Kurtland Chua will present his FPO "Analyzing Meta-Learning in Supervised and Reinforcement Learning Settings" on Wednesday, April 30, 2025 at 2:00 PM in CS 401.

Location: CS 401

The members of Kurtland’s committee are as follows:

Examiners: Jason Lee (Adviser), Elad Hazan, Benjamin Eysenbach

Readers: Ryan Adams, Qi Lei (NYU)

A copy of his thesis is available upon request. Please email gradinfo@cs.princeton.edu if you would like a copy of the thesis.

Everyone is invited to attend his talk.

Abstract follows below:

Machine learning has recently seen widespread usage of large foundation models which, although highly expressive, are also prone to overfitting when trained on limited domain specific datasets. As such, training on larger but indirectly relevant datasets to extract useful representations, and more generally meta-learning, has proven to be key for using these models in data-sparse settings. This dissertation presents a theoretical study of the assumptions underlying meta-learning, focusing on two settings:

Meta-Supervised Learning: Prior work has analyzed the statistical complexity of learning a fixed representation for several regression tasks. However, methods in practice, including popular gradient-based approaches like MAML, fine-tune representations for each task. As such, we performed the first theoretical study of fine-tuning-based representation learning. Firstly, we derive sample complexity bounds on a representative procedure applied to a generic class of representations. Secondly, we establish a sample complexity separation between using fine-tunable and fixed representations, illustrating when fine-tuning is preferable.

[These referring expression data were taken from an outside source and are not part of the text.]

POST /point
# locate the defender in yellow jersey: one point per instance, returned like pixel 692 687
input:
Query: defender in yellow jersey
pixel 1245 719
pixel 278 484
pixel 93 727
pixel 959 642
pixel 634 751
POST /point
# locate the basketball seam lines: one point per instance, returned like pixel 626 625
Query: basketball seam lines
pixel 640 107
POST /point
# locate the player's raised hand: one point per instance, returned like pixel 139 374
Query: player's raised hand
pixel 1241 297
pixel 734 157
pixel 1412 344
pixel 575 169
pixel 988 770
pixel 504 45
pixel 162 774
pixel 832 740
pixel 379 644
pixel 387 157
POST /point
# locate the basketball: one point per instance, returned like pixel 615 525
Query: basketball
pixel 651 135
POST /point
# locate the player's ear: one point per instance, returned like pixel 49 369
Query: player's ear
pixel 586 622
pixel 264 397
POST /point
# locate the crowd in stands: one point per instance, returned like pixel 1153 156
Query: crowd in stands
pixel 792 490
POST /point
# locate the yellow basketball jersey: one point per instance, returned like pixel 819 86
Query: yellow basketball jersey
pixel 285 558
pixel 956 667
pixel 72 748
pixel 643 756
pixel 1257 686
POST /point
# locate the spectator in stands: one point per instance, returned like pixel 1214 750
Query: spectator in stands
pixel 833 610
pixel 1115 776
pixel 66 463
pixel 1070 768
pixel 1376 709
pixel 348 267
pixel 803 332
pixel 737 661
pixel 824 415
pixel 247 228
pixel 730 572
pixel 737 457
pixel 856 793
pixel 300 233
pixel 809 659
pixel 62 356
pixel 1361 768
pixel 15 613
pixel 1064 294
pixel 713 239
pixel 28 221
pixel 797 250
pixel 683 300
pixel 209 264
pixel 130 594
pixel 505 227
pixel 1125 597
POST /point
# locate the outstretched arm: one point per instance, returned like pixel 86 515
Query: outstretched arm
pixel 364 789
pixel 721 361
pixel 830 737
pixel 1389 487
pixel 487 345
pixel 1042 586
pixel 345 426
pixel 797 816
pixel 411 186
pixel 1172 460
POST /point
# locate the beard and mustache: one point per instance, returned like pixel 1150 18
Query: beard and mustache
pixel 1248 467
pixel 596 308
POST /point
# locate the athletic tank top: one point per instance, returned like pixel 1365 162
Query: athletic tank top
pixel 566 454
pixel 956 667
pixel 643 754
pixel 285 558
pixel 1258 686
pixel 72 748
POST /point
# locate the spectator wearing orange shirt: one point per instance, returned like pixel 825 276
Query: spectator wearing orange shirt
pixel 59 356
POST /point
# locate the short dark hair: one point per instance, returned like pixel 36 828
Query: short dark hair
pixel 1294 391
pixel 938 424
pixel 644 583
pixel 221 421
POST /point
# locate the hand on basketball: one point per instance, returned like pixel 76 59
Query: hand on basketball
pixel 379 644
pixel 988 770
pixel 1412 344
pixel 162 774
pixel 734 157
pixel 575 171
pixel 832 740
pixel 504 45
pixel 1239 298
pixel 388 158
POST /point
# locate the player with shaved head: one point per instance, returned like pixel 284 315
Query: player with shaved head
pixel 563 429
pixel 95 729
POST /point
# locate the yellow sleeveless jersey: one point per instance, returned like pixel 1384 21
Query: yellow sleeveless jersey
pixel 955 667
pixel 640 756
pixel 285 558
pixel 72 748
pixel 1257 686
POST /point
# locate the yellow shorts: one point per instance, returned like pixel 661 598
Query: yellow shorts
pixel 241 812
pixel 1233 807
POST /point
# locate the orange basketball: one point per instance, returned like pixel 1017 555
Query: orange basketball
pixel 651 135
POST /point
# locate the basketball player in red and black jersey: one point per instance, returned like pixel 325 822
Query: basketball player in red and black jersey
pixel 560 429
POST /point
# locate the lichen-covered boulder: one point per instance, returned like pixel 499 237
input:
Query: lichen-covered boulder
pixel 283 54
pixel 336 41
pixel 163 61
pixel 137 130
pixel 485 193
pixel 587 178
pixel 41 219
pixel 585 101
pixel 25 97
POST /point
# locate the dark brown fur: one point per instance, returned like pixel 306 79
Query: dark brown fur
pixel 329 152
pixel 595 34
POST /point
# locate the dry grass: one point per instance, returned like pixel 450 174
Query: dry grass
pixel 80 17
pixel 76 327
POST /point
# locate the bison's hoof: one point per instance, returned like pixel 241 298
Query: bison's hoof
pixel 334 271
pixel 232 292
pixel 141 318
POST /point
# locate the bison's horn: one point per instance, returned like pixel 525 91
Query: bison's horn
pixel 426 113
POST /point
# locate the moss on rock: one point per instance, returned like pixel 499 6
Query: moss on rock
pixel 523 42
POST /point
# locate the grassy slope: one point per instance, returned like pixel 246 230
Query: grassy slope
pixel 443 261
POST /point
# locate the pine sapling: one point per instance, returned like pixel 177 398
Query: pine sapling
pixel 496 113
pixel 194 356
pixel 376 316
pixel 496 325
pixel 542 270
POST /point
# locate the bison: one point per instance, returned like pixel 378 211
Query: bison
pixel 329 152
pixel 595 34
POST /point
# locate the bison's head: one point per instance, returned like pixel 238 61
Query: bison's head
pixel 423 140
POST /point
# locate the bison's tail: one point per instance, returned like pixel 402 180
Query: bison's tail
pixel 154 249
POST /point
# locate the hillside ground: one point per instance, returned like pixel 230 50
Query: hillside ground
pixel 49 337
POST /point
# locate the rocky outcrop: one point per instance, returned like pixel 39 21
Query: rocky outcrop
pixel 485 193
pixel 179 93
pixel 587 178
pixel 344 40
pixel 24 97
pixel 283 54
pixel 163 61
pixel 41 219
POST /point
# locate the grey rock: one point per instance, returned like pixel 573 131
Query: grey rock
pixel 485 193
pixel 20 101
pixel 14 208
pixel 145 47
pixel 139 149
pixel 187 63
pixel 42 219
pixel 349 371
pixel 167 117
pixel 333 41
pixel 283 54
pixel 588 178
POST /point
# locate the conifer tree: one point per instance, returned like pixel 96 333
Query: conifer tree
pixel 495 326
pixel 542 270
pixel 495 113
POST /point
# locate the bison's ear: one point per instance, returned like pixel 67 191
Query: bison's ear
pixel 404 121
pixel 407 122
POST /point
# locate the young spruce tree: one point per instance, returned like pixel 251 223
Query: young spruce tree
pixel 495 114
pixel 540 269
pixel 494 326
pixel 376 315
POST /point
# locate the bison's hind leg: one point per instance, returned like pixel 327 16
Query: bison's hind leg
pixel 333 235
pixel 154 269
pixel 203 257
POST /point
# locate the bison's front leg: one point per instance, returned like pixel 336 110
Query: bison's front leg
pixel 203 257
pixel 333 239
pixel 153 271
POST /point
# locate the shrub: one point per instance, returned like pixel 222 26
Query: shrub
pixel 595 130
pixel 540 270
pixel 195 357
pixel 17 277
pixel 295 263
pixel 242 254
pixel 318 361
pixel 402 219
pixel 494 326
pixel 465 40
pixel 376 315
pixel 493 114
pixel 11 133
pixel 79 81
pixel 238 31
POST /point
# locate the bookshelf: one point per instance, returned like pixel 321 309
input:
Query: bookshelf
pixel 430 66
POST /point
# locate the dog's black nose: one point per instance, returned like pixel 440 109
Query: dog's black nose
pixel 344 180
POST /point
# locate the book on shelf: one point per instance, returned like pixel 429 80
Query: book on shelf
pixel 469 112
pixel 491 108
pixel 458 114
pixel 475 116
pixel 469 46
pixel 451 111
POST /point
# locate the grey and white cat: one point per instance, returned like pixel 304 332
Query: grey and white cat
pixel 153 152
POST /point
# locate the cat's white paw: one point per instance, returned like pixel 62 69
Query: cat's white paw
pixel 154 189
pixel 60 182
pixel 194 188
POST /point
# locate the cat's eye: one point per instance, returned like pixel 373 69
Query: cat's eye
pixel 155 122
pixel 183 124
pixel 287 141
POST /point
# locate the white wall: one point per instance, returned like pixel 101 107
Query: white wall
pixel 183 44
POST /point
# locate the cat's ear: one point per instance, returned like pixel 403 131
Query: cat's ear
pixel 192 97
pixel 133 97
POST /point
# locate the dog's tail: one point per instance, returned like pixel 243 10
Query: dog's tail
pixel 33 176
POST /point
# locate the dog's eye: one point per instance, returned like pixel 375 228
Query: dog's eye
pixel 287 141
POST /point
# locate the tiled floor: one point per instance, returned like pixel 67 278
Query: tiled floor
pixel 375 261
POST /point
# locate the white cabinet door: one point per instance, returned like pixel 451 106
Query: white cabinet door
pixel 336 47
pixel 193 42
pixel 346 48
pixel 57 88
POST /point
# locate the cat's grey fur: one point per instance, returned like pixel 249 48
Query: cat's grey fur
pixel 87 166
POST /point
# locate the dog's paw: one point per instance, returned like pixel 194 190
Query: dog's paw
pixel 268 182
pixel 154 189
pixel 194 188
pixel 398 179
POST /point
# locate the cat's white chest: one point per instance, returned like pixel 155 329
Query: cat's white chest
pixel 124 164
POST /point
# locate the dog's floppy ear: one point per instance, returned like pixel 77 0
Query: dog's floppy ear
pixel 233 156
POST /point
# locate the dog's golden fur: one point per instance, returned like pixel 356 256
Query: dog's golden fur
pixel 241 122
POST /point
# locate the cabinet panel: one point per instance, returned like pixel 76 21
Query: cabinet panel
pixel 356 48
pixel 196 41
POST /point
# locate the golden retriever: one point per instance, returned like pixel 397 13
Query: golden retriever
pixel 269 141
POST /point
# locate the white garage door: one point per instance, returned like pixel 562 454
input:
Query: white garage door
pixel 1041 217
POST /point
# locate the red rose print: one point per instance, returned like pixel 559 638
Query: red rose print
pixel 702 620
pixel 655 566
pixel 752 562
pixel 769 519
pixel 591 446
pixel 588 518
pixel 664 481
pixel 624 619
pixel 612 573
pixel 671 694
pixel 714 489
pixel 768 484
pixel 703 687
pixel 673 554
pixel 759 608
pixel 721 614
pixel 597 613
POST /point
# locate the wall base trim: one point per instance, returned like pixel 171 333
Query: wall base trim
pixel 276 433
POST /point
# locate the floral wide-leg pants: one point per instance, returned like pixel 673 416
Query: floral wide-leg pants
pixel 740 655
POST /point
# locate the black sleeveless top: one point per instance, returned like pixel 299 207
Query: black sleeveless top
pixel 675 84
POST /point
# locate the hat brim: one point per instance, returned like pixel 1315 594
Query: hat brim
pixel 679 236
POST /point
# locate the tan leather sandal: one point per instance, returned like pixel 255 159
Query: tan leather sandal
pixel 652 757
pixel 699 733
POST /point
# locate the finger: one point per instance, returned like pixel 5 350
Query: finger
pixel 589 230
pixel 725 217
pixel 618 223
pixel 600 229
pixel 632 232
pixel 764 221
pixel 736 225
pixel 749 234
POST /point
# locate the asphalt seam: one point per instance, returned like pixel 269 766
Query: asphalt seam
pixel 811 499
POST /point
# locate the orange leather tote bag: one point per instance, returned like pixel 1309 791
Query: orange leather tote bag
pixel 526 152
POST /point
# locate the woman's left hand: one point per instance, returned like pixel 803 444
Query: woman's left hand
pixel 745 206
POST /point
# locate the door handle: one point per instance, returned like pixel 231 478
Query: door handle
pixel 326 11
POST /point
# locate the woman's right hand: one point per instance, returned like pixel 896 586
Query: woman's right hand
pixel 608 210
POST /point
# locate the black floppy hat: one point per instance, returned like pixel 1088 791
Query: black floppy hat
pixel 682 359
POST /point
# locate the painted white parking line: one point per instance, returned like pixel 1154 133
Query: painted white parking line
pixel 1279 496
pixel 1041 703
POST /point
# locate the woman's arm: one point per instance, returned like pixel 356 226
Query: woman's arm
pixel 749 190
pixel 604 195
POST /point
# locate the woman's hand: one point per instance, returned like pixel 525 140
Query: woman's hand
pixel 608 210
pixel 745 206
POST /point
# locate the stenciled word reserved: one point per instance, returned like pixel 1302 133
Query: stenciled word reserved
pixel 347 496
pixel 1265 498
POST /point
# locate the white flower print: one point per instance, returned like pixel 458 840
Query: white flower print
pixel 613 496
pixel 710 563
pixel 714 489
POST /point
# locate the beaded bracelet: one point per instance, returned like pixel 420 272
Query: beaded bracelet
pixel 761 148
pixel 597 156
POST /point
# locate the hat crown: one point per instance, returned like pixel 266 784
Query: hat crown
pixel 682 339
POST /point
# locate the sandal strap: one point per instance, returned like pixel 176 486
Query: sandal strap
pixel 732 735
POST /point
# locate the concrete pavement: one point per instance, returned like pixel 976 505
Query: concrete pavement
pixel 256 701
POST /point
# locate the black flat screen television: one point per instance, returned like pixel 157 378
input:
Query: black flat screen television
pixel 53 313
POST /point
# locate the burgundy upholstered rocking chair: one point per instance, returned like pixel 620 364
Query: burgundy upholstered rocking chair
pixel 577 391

Meta-Reinforcement Learning (RL): Many notions of shared task structure exist for meta-RL, including broadly useful “options” as in hierarchical RL (HRL). However, prior HRL regret bounds assume that the hierarchical structure is known a priori. To bridge this gap, we construct a notion of hierarchical structure that is provably recoverable under appropriate “coverage conditions”. Secondly, we show that the recovered hierarchy can be used to achieve downstream task regret exponentially better than minimax, under mild assumptions. These conditions encode notions such as temporal and state/action abstractions, suggesting that our analysis captures important aspects of HRL in practice.